Ну ладно, не то чтобы толпу, но дюжина человек там была. А я была одна, и у меня не было никакого оружия.
Даже заколки.
— Сюр-при-и-из!
Они протянули это хором, а потом расхохотались. Должно быть, им показалось очень смешным выражение моего лица. Их счастье, что у меня не было при себе пушки. Я бы начала стрелять еще до того, как они дошли до «приз». В конце концов, они ведь вломились в мой дом, так? А при таком численном перевесе противника спасти может только быстрота и решительность. Как в том переулке, где я впервые встретилась с Хуаном.

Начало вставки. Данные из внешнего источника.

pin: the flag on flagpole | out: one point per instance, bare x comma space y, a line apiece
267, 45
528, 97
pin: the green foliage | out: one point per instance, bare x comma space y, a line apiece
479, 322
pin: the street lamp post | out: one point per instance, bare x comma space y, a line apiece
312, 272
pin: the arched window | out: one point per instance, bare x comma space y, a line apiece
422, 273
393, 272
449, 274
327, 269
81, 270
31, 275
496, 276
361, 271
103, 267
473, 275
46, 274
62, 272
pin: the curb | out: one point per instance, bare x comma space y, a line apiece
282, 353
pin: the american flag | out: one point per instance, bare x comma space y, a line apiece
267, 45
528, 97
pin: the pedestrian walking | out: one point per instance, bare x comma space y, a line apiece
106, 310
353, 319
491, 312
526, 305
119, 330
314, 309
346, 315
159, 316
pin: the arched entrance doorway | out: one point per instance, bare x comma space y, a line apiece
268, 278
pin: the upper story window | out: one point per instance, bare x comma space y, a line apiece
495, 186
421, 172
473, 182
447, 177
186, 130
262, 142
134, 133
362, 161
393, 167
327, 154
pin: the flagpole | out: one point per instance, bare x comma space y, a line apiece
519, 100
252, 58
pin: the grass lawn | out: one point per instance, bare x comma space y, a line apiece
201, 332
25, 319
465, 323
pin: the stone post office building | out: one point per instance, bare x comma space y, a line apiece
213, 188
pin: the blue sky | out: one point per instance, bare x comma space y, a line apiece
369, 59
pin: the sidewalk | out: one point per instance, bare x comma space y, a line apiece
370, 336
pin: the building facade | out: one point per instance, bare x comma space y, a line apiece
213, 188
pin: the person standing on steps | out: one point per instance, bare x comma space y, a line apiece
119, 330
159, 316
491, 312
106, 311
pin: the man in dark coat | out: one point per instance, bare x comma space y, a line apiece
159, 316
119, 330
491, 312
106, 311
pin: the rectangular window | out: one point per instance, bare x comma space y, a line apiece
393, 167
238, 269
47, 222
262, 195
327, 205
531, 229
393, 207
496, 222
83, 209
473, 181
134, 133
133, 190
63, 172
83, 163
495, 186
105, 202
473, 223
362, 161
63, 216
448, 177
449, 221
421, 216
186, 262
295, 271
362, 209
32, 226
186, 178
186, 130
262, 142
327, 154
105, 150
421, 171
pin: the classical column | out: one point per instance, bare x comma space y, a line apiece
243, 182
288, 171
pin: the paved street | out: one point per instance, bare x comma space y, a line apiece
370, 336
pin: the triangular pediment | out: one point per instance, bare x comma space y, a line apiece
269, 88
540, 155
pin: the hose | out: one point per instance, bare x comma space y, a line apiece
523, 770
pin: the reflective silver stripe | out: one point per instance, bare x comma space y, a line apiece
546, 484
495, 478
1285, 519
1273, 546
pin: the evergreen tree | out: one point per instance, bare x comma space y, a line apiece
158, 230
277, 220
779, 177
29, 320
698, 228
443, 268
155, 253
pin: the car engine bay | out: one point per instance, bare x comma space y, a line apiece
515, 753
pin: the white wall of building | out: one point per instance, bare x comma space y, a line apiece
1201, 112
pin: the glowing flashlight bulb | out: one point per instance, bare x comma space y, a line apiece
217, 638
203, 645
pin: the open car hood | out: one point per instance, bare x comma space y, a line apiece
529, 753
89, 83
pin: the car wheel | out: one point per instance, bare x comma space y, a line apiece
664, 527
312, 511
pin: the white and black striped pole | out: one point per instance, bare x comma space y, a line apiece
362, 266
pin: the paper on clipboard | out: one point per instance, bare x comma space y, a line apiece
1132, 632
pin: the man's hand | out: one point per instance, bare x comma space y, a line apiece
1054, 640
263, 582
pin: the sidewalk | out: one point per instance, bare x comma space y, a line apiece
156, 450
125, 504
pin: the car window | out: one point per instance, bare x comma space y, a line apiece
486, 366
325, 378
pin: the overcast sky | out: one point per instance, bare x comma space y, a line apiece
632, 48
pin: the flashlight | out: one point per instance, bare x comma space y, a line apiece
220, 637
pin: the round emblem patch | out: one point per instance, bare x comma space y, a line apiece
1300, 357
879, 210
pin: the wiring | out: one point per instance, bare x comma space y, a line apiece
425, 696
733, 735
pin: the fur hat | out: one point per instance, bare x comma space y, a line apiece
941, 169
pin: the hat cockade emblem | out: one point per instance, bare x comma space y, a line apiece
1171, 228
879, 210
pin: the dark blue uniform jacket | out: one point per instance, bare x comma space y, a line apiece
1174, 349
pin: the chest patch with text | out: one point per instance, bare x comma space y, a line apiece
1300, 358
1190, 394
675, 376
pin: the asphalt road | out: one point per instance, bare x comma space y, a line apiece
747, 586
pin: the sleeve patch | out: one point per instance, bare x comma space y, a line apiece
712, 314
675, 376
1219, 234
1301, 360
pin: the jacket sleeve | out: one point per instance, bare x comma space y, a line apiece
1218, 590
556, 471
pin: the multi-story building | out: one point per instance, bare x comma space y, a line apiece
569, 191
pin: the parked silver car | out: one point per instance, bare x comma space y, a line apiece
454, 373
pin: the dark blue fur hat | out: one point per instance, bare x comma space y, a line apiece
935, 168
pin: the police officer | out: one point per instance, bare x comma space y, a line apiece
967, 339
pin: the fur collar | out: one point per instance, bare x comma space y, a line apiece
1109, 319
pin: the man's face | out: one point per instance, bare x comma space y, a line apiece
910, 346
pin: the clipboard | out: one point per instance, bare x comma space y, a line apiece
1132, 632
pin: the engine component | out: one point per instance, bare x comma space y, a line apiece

Впрочем, я уже сообразила, что на бандитов эта весело ржущая компания с дурацкими бумажными колпаками на головах не похожа. Уж точно не головорезы, посланные Альваресом, но и едва ли местные грабители, решившие обчистить богатый дом в отсутствие хозяйки. Слишком расслаблены и слишком неподходяще одеты — особенно девки, которых в компании было даже больше, чем парней. На дело не ходят с таким макияжем и уж тем более в таких туфлях, в которых невозможно ни бежать, ни драться. Но я все равно не знала, кто эти люди. Я, разумеется, тщательно изучила всех приятелей и подруг Эмили, которых нашла в соцсетях. И даже родственников и друзей ее покойного отца, а также руководство его компании. Но теперь передо мной не было ни одного знакомого лица.

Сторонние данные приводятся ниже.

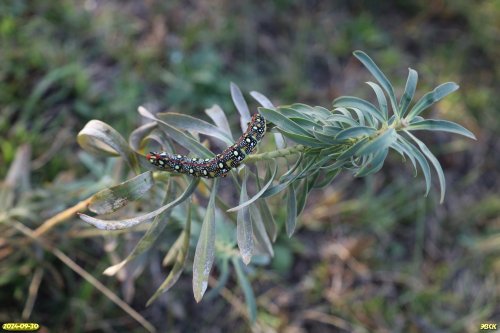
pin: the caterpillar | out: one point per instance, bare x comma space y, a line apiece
222, 163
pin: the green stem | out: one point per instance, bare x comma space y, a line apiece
274, 154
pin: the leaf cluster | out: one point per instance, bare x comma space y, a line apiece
355, 135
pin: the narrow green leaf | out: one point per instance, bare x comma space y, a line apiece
180, 260
205, 248
351, 151
381, 78
374, 164
291, 211
362, 119
283, 122
258, 194
116, 197
149, 237
307, 124
222, 280
361, 104
127, 223
434, 162
411, 85
289, 174
422, 161
353, 132
331, 130
180, 137
328, 178
432, 97
268, 219
136, 139
382, 101
241, 106
263, 100
219, 119
440, 125
404, 152
290, 112
247, 290
328, 139
244, 232
380, 143
302, 139
99, 138
189, 123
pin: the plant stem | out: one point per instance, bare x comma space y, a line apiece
274, 154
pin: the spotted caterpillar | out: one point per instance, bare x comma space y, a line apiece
221, 164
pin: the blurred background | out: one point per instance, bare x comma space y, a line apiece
370, 255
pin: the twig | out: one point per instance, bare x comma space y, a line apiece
87, 276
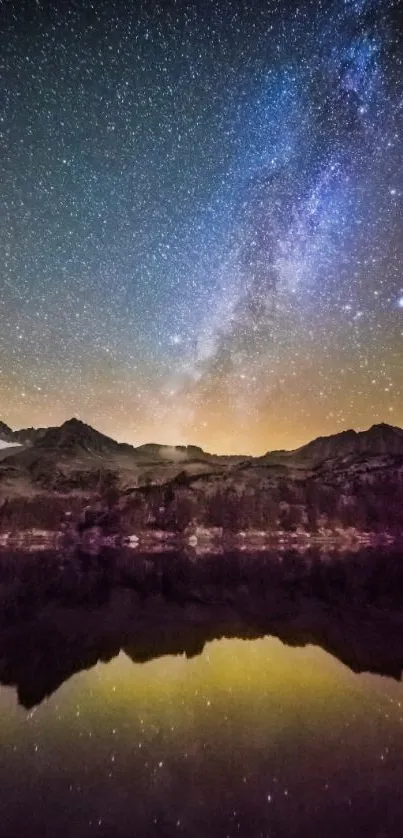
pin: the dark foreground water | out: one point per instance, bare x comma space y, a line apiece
131, 710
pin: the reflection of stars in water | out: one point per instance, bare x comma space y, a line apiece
192, 200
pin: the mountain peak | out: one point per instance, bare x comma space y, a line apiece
74, 435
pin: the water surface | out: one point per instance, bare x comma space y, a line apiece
124, 714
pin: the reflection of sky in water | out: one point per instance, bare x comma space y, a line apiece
249, 738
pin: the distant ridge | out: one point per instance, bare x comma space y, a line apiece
74, 436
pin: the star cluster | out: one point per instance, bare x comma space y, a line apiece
202, 229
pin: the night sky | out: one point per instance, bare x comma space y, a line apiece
201, 234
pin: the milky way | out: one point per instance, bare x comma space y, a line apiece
202, 237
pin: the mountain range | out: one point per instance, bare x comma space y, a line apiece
346, 480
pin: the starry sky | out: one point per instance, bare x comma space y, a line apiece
201, 230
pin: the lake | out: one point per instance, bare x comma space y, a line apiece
132, 711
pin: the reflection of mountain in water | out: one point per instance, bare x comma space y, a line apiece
51, 630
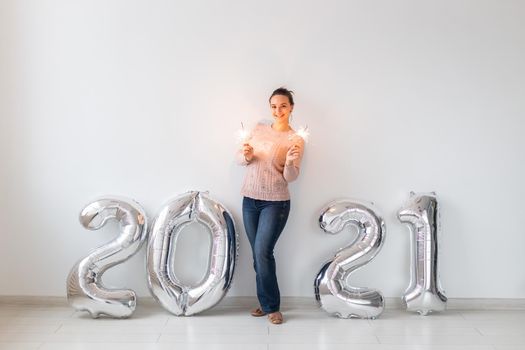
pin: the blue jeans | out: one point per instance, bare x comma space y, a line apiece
264, 221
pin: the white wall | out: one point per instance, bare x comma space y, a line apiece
142, 99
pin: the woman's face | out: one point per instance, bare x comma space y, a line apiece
281, 108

— Кто вы такие? — спросила я. — Как вы сюда попали? Это частная собственность.
Мои слова вызвали новый взрыв смеха, в затем одна из них — круглолицая грудастая блондинка с длинными, выкрашенными в голубой цвет волосами, блестками на губах и двумя серьгами — одна в правой ноздре, другая в голом пупке (ненавижу подобное членовредительство!) — побежала ко мне, раскидывая руки, и с криком «С днем рожденья, Эми!» обвила меня руками, обдав приторным запахом не то карамели, не то сладкого ликера, а потом звучно чмокнула в щеку (с детства ненавижу поцелуи, да).
Для остальных это стало сигналом, и они во все горло, изображая торжественный вид, запели: «С днем рожденья тебя, с днем рожденья тебя…»

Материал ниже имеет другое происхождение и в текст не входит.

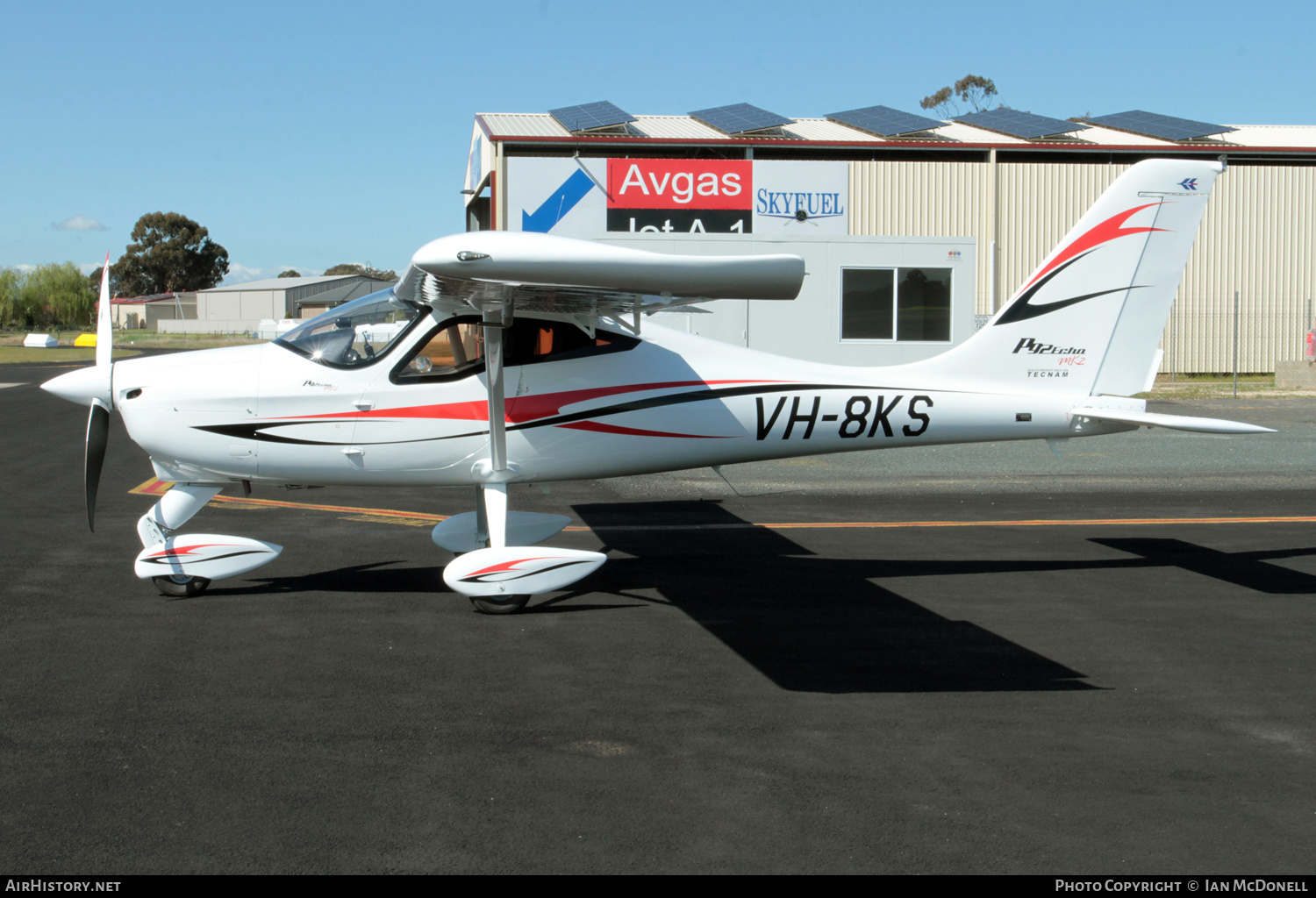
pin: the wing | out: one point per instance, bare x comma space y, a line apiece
540, 273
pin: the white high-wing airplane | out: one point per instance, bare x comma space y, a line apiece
518, 358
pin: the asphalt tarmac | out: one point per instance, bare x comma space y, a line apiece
1126, 689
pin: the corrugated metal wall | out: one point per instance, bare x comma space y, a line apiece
1257, 239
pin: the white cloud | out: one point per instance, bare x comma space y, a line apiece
79, 223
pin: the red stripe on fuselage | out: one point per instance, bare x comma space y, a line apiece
519, 408
631, 431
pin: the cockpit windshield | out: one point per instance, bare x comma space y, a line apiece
355, 333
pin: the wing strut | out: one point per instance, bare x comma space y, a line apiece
494, 493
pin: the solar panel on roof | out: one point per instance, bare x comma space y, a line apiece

Вот же черт. Я, разумеется, зазубрила все числа, связанные с Эмили — дату рождения, дату аварии, номер социального страхования, номер телефона и так далее, вплоть до дат рождения и смерти ее матери, которую сама Эмили совершенно не помнила. Но для меня все это было абстрактным набором цифр, необходимым для заполнения разных форм и документов. Я не привыкла ассоциировать эти цифры с собственной жизнью, и у меня совершенно вылетело из головы, что день рожденья Эмили как раз сегодня (точнее, я вообще не задумывалась, какое сегодня число). Чертов Моррингтон, мог бы и напомнить — или он тоже забыл?
Но главное, конечно, не это, а то, что он ни словом не упомянул об этих друзьях Эмили.
И, конечно, не по злому умыслу — кто-кто, а он был меньше всего заинтересован, чтобы кто-то заподозрил, что я не она, а другая. Очевидно, он просто сам понятия о них не имел. Я уже поняла, что именно произошло. Видимо, пытаясь выйти из депрессии после аварии и гибели отца, Эмили не просто замкнулась в себе, топя тоску в алкоголе (и, возможно, наркотиках). Она вообще решила начать новую жизнь, в которой как можно меньше напоминало бы ей о прежней. В том числе завела себе новых друзей — а также, вполне возможно, новые аккаунты в соцсетях под новым именем, новый телефон, с которого заходила туда, новую электронную почту. — и бог знает что еще. А Моррингтону она обо всем этом просто не рассказывала — да и не обязана была, ведь он не был ее психиатром или психологом. Хотя кричаще-красный «феррари» тоже был частью этого нового стиля жизни — прежде у нее был лишь скромный «форд», который почти все время (и до сих пор) стоял в гараже, ибо тогда Эмили чаще всего ездила с отцом на его «лексусе». Но Моррингтон не придал должного значения этой смене машины — именно потому, что не был психологом — а зря. Теперь у нас могут возникнуть проблемы… Теперь все, что я учила о прежних знакомых Эмили, бесполезно, а о новых я не знаю ничего — даже их имен.
— Извините, — пробормотала я, когда они в последний раз пропели «те-бя-а-а». — Я очень устала, шесть часов за рулем. Туго соображаю. Как все-таки вы вошли? Неужели я забыла запереть дверь?